All the memories came flooding back. She cried for what felt like 20 minutes. I tried to help, but I only made it worse. I got upset because I didn’t understand why she was upset. Her shitty kidding had revealed some shitty parenting that I didn’t even know I’d done. And before I knew it, I went from feeling empathy to anger. Suddenly she was five years old again and I was wondering if CPS ever comes to the house for “general incompetence.”
Her mother stepped in, as she has done so many times before. They retreated to her room and I tried to figure out where the screw up came. Through sobs, I heard her say, “I just don’t want to do it!”
The cross-country team? Was this really about the cross-country team? I couldn’t believe it. Why would my now emotionally stable 7th grader regress so suddenly and completely because of some third-party encouragement to join the fucking cross-country team?
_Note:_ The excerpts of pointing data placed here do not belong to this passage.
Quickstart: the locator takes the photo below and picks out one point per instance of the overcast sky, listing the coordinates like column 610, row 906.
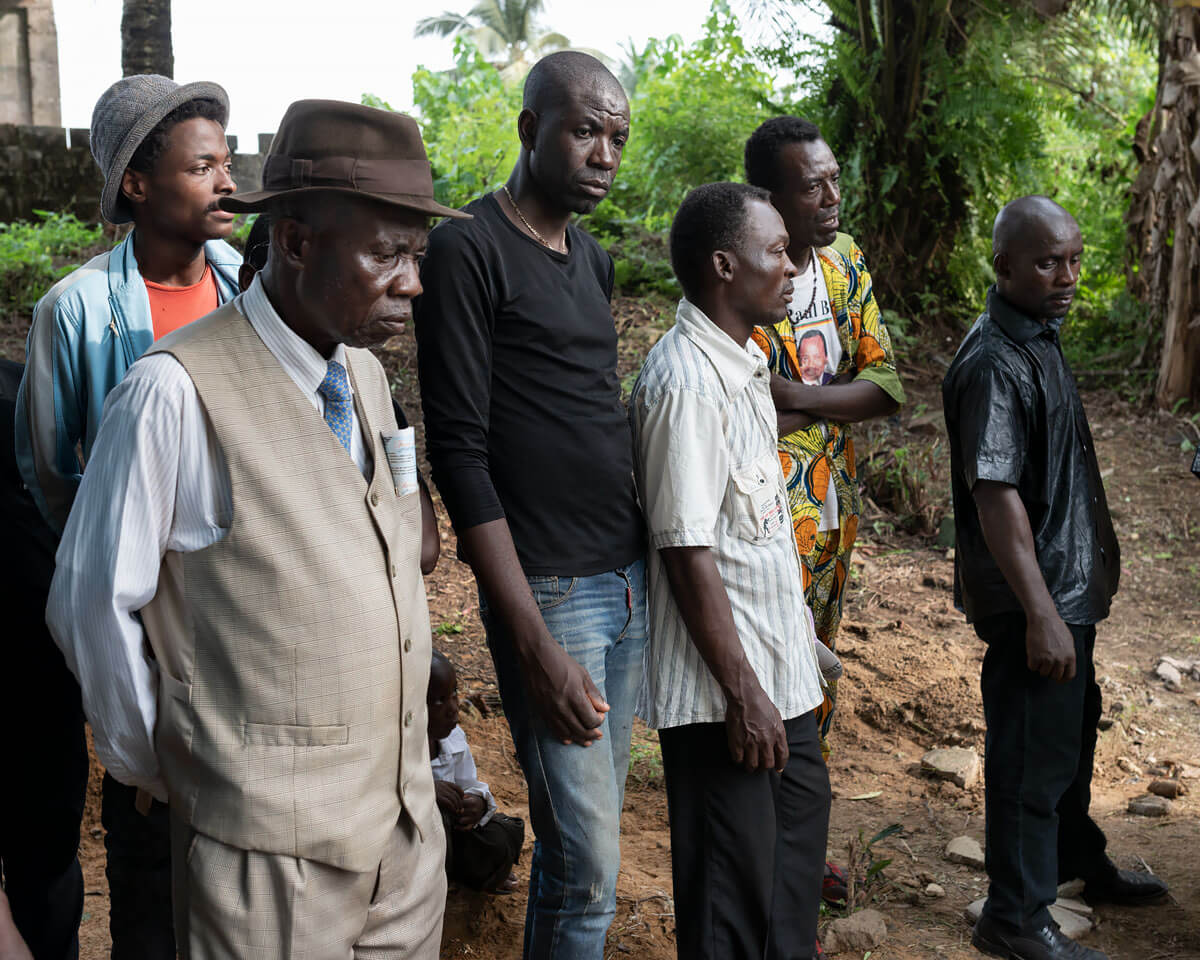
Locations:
column 268, row 53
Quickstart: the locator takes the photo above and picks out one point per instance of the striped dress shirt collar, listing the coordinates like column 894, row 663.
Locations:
column 301, row 361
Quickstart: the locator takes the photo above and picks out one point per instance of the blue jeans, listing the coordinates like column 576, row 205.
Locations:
column 575, row 792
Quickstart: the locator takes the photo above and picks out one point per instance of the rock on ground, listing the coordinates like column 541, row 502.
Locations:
column 1170, row 677
column 1071, row 889
column 965, row 850
column 1150, row 807
column 859, row 931
column 957, row 763
column 1169, row 789
column 1073, row 905
column 1072, row 916
column 1071, row 923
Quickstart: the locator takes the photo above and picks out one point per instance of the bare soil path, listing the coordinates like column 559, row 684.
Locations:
column 912, row 669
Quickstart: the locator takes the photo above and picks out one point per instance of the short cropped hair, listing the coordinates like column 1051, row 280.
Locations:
column 711, row 217
column 762, row 150
column 151, row 149
column 557, row 75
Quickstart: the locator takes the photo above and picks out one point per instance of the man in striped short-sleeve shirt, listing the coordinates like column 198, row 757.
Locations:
column 732, row 679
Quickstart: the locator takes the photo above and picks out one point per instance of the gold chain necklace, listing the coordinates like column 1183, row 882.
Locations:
column 537, row 235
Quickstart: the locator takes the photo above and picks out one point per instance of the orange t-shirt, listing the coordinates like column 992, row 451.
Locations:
column 172, row 307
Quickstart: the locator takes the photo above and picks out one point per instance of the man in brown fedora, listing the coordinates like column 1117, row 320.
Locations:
column 263, row 527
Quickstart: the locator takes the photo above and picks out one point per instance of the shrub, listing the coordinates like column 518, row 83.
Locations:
column 35, row 256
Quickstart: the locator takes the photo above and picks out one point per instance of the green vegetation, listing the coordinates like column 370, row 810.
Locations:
column 939, row 111
column 934, row 132
column 34, row 256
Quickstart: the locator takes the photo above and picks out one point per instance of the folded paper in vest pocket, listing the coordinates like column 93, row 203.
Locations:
column 401, row 450
column 828, row 661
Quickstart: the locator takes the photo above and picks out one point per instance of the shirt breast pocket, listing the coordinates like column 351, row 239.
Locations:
column 757, row 508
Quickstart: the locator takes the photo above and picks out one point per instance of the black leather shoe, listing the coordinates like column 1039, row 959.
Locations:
column 1047, row 942
column 1126, row 887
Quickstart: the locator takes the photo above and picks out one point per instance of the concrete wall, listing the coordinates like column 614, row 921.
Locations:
column 29, row 63
column 40, row 172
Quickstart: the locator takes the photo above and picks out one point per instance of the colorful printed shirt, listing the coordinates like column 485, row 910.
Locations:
column 815, row 454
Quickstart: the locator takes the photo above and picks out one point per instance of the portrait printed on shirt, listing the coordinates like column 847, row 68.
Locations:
column 817, row 346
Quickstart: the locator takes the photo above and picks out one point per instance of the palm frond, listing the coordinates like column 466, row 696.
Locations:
column 443, row 25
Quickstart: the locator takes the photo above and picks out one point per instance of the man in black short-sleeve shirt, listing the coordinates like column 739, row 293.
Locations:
column 1036, row 568
column 531, row 449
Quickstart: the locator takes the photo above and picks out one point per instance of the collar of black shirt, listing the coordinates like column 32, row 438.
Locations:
column 1018, row 327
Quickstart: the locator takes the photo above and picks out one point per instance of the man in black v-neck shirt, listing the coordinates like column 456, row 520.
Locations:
column 531, row 449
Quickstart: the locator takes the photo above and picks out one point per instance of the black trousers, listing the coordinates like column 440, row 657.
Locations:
column 43, row 759
column 483, row 858
column 138, row 868
column 1038, row 768
column 747, row 849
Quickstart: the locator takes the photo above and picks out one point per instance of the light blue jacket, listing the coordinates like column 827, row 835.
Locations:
column 87, row 333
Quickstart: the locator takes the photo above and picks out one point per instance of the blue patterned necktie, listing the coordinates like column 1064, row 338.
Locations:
column 339, row 402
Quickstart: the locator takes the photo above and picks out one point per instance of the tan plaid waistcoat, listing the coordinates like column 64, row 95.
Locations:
column 294, row 653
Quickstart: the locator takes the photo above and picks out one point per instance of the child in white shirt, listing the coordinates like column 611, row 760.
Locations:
column 481, row 844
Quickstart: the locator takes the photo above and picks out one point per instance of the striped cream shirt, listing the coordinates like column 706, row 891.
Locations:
column 156, row 481
column 708, row 475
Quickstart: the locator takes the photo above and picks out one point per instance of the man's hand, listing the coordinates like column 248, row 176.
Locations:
column 564, row 693
column 473, row 809
column 755, row 731
column 449, row 796
column 555, row 682
column 1050, row 648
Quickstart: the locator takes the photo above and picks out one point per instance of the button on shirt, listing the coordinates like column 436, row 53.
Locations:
column 156, row 481
column 708, row 475
column 1014, row 415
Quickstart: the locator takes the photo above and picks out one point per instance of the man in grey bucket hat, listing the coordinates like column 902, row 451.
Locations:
column 252, row 465
column 162, row 149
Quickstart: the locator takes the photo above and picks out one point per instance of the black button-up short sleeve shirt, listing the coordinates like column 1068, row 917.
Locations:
column 1014, row 415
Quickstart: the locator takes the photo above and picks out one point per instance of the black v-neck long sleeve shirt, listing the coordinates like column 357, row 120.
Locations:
column 523, row 420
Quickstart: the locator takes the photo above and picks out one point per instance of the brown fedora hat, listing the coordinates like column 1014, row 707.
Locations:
column 327, row 145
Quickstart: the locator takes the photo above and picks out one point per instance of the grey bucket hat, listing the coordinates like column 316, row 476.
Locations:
column 125, row 114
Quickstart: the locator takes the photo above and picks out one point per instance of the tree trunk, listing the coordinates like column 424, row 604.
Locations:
column 145, row 39
column 1164, row 214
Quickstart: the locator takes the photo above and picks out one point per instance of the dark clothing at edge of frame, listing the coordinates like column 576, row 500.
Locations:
column 43, row 755
column 1014, row 415
column 523, row 419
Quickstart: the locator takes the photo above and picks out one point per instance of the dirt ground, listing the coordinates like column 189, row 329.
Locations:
column 911, row 684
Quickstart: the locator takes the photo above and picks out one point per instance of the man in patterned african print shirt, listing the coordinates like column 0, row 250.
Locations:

The cries continued in the breathless, dry-heavey way I remembered. Through the gap under her closed door, I picked out snot-encrusted phrases like “too much pressure” and “can’t make me!”
Her mother just listened. I just eavesdropped. She began to calm down.
And then she said it.
“I really want to make dad proud, but I don’t want to be on the team.”
I had never before heard any of my three children say they wanted to make me proud. I’m not sure I’d ever considered what it would sound like. But if I had, I suspect I would have thought I’d enjoy it. I want to make dad proud seems like something every parent would want to hear.
But it crushed me.
There are many things I want my children to do; many experiences I want them to have. While it’s possible that I’m deluding myself, I genuinely believe that I want these things for them. All any parent wants for their child is to pursue something she loves, to pursue it with passion, and to find happiness in the pursuit. If we guide our children in one direction or another, it is merely to expose them to things that we hope might be worthy of their love and passion. Or so we tell ourselves.
The prospect that my daughter does what she does, not because she loves it, but because she wants me to love her for doing it, was deeply distressing.
I wanted to run into her room and free her from that horrible bondage. I wanted to take her in my arms, stroke her tear-stained cheeks, and whisper the most reassuring words I could offer: “Don’t worry honey, I’ll never be proud of you.”
But I didn’t. Instead, I waited until bedtime, tucked her gently under her covers, and told her that she didn’t need to do anything to make me proud. I was already proud of her. And I always would be. No matter what she did.
For five straight nights, I helped her to bed and said, “I’m so proud of you, honey.”
Until last night.
Last night, as I was putting her to bed, she said sheepishly, “Dad, you don’t have to tell me how proud you are every night. It kind of makes it seem, I don’t know, ‘less’ or something, you know? If you always say that you’re proud, it doesn’t mean as much. Does that make sense?”
“Yes,” I told her. “That makes sense.”
But what I think she was really saying was, “Promise that you’ll always love me, even if you don’t understand me.”
And what I was really saying was, “Okay.”